Nabi Ibrahim AS dilemparkan ke dalam api bukan karena menentang penyembahan berhala, menantang kekuasaan yang dzalim, tetapi karena menyerukan tauhid dengan keberanian yang melampaui rasa takut akan kematian. Maka, api menjadi simbol betapa sebuah ujian bisa datang bukan sebagai akibat dari dosa, melainkan justru sebagai konsekuensi dari kejujuran dan ketulusan imani.
Ketika Ibrahim dilemparkan ke dalam kobaran api yang besar—api yang disiapkan oleh kekuasaan zalim dengan penuh dendam—Tuhan tidak memadamkan api itu. Namun sebaliknya, Tuhan memerintahkan api agar menjadi dingin dan menyelamatkan hamba-Nya yang sangat mulia. Kondisi ini menyampaikan pesan spiritual yang mendalam kepada kita semua, bahwa Tuhan tidak selalu menyingkirkan ujian, tetapi Dia mampu mengubah rasa sakit menjadi ketenangan bagi orang yang berserah diri. “Kami berfirman: ‘Hai api, jadilah kamu dingin dan penyelamat bagi Ibrahim.’” (QS. Al-Anbiya: 69)

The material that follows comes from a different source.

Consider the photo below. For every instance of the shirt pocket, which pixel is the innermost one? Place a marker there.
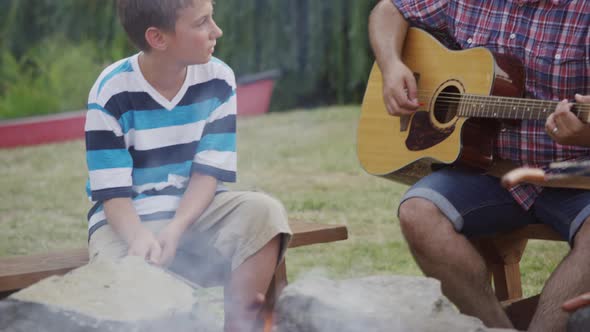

Api dalam konteks ini menjadi cermin dari perjuangan hidup, bahwa manusia akan diuji dengan hal-hal yang menyakitkan, membakar jiwa dan raga, namun bagi mereka yang tetap teguh pendiriannya seperti Ibrahim, ujian itu tidak membinasakan, melainkan mengangkat derajat dan menegaskan kebenaran jalan hidup yang mereka tempuh.

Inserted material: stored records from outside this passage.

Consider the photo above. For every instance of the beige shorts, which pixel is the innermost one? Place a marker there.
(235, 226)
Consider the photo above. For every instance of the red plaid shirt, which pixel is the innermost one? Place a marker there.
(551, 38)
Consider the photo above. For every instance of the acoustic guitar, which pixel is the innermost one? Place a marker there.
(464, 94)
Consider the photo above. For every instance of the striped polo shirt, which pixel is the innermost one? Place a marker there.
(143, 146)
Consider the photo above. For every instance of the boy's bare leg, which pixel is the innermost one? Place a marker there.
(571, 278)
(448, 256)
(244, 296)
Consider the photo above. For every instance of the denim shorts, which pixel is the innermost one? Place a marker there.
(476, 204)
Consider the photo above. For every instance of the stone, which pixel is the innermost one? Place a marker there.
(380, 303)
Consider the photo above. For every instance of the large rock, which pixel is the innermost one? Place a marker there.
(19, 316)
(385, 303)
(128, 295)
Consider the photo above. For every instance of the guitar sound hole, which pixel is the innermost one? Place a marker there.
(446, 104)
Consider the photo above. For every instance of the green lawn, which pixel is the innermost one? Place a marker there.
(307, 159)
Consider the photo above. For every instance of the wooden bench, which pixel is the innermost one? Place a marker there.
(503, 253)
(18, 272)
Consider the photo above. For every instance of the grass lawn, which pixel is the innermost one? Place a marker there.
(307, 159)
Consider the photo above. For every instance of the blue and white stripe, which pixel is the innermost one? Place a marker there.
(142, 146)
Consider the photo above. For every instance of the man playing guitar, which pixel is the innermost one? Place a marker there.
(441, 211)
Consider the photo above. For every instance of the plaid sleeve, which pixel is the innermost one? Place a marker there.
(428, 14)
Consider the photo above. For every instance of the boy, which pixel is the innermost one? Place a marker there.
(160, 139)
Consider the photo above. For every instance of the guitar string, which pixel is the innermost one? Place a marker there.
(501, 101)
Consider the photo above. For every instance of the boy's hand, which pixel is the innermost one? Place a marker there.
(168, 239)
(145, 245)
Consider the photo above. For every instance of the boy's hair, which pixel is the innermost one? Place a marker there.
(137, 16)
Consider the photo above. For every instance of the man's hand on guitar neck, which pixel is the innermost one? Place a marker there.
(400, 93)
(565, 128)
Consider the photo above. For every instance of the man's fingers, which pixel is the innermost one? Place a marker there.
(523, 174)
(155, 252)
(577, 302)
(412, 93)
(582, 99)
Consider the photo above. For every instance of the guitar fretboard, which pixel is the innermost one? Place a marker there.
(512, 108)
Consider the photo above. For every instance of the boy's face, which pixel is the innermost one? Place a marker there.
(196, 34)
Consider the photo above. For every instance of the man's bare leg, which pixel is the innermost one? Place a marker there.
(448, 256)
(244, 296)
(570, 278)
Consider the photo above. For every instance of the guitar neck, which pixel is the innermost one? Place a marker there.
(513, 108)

Api juga dapat dilihat sebagai simbol penyucian, seperti logam yang dimurnikan dalam kobaran bara, maka Nabi Ibrahim melalui api bukan untuk dihancurkan, tetapi untuk dibersihkan dan dimuliakan. Ingatlah bahwa setiap bara kehidupan yang menimpa orang beriman, sesungguhnya adalah ruang transformasi—bukan kehancuran. Di sinilah tempat di mana iman diuji, keberanian diperkuat, dan jiwa ditinggikan.
Dalam kehidupan kita sebagai manusia biasa, ada momen-momen ketika penderitaan mencapai puncaknya—saat segalanya terasa gelap, jalan keluar seakan tertutup, dan harapan tampak memudar, maka dalam mkondisi yang paling menyakitkan itulah, kehadiran Tuhan menjadi paling nyata dan paling dekat. ”Ala inna nasrullahi qorib”. Bahwa pertolongan Tuhan itu sudah dekat (QS. Al Baqarah 214). Ayat ini menjadi pengingat abadi bahwa di titik terendah, saat semua kekuatan manusia telah habis, kuasa Tuhan menyatakan dirinya secara nyata—melampaui logika, melampaui hukum alam.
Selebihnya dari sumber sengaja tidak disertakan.